Two thousand years ago Jews in Palestine believed John the Baptist to be the messiah who would end the Roman occupation. It must have been an unbelievable shock when Herod had him arrested and killed.
Apparently the Roman government perceived a similar threat in Jesus because his execution on the cross was uniquely Roman. But this time it would end differently. Eventually this man who began life like everyone else, as a newborn baby, would become the inspiration for Western Civilization. In his own time however, he embodied a victory beyond the reach of the Romans.
Pope Francis’s Tweets about Advent have influenced my thoughts about Christmas this year. The religion of my youth didn’t have much to say about its observance but I’ve learned that Advent is ‘a period of spiritual preparation for the coming of the Lord’. My interpretation of this is that Christianity is not simply a straight line from the birth of Jesus to his return at the apocalyptic end of the world. Jesus returns every year.

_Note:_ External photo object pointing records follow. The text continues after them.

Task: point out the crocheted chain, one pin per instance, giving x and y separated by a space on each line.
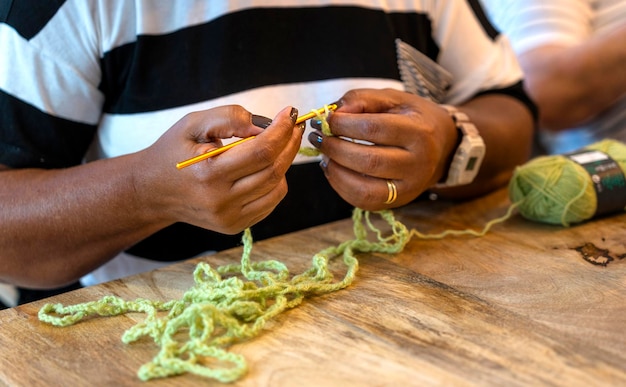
230 303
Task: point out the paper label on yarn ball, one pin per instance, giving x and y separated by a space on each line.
608 179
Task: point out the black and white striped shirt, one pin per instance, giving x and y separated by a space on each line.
101 78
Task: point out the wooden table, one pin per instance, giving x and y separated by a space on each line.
519 306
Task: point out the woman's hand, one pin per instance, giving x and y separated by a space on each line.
228 192
412 139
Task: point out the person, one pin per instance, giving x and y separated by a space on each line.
101 99
573 55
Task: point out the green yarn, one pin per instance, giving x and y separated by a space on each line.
557 190
233 303
230 303
308 151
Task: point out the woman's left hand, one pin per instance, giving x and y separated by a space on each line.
411 140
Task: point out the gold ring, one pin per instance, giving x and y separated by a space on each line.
393 192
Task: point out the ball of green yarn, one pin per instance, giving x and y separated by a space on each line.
557 190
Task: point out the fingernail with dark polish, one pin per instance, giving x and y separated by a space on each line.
324 162
294 114
315 139
316 124
260 121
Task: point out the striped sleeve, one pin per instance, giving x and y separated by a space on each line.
50 107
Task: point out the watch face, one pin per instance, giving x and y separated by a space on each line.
471 163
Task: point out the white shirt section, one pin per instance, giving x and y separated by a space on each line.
533 23
49 78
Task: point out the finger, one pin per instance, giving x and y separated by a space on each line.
374 160
221 123
362 191
276 146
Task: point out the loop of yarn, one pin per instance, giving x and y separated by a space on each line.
230 303
234 302
308 151
556 189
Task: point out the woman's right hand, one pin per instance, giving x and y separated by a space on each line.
226 193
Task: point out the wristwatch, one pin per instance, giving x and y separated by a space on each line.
468 156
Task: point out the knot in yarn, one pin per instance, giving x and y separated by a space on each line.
558 190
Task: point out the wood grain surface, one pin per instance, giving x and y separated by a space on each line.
527 304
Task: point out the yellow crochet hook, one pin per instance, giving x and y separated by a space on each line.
220 150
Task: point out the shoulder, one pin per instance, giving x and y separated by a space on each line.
28 17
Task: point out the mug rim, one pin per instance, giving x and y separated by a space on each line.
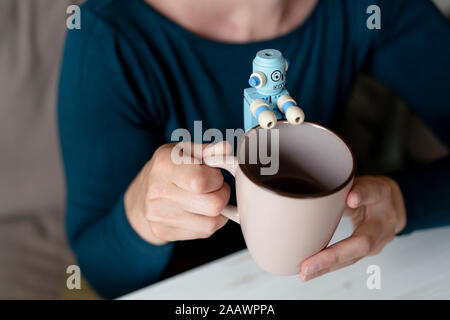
296 195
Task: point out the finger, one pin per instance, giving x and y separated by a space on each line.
220 148
366 191
191 150
209 204
166 212
305 278
354 247
197 178
349 212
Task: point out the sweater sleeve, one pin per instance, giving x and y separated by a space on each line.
108 131
411 55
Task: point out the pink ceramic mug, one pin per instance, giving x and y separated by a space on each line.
283 229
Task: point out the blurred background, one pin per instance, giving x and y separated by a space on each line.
34 254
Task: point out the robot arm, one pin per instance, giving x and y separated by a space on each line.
261 110
289 107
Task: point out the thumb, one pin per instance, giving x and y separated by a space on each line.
220 148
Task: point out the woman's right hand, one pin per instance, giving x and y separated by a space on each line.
169 202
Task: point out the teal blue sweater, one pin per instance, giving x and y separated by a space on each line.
130 77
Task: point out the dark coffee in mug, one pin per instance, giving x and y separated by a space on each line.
295 185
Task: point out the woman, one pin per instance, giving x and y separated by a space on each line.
138 69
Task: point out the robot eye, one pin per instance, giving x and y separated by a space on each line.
276 75
257 80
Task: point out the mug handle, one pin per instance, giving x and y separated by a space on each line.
230 164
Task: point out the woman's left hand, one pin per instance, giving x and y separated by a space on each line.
376 207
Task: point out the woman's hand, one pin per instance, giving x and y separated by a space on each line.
376 207
169 201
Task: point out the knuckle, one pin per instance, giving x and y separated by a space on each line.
210 228
365 245
159 232
199 183
217 203
155 191
333 258
153 211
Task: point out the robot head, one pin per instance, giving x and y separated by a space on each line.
269 72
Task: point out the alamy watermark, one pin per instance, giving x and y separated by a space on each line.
74 279
374 280
262 146
374 20
74 20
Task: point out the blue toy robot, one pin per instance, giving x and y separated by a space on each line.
268 100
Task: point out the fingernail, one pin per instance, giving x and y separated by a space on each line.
312 269
356 198
310 272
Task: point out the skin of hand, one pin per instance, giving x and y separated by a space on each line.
170 202
375 204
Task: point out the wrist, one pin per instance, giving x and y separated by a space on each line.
135 213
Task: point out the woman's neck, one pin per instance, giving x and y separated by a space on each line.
236 21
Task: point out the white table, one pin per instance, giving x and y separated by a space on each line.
416 266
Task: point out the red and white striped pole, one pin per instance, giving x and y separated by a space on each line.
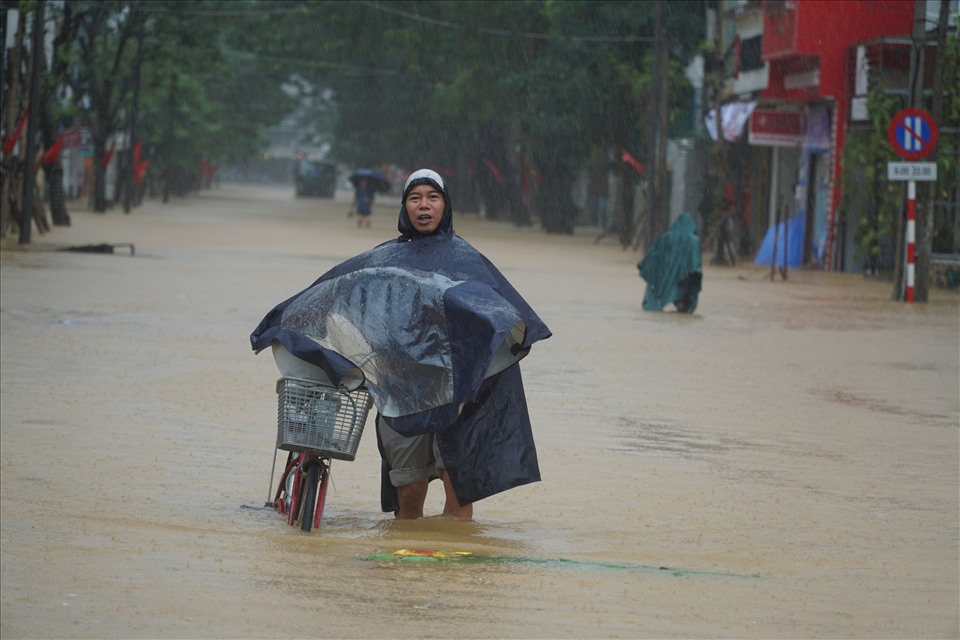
911 235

Obviously the religion that Jesus inspired addresses a different set of problems than those addressed by John the Baptist. However Christianity has more in common with Judaism than it ever had with the Mysteries. The Mysteries were a serious rival in the time of Jesus and they continue to compete with the Christian religion today. They tell of a different sort of fisherman from the one known in the gospels. The fisherman of the Mysteries is cruel and merciless. Robert Eisler took great care to make this distinction in his book, Orpheus The Fisher, but that’s a discussion for another time. Today there is a newborn babe lying in a manger.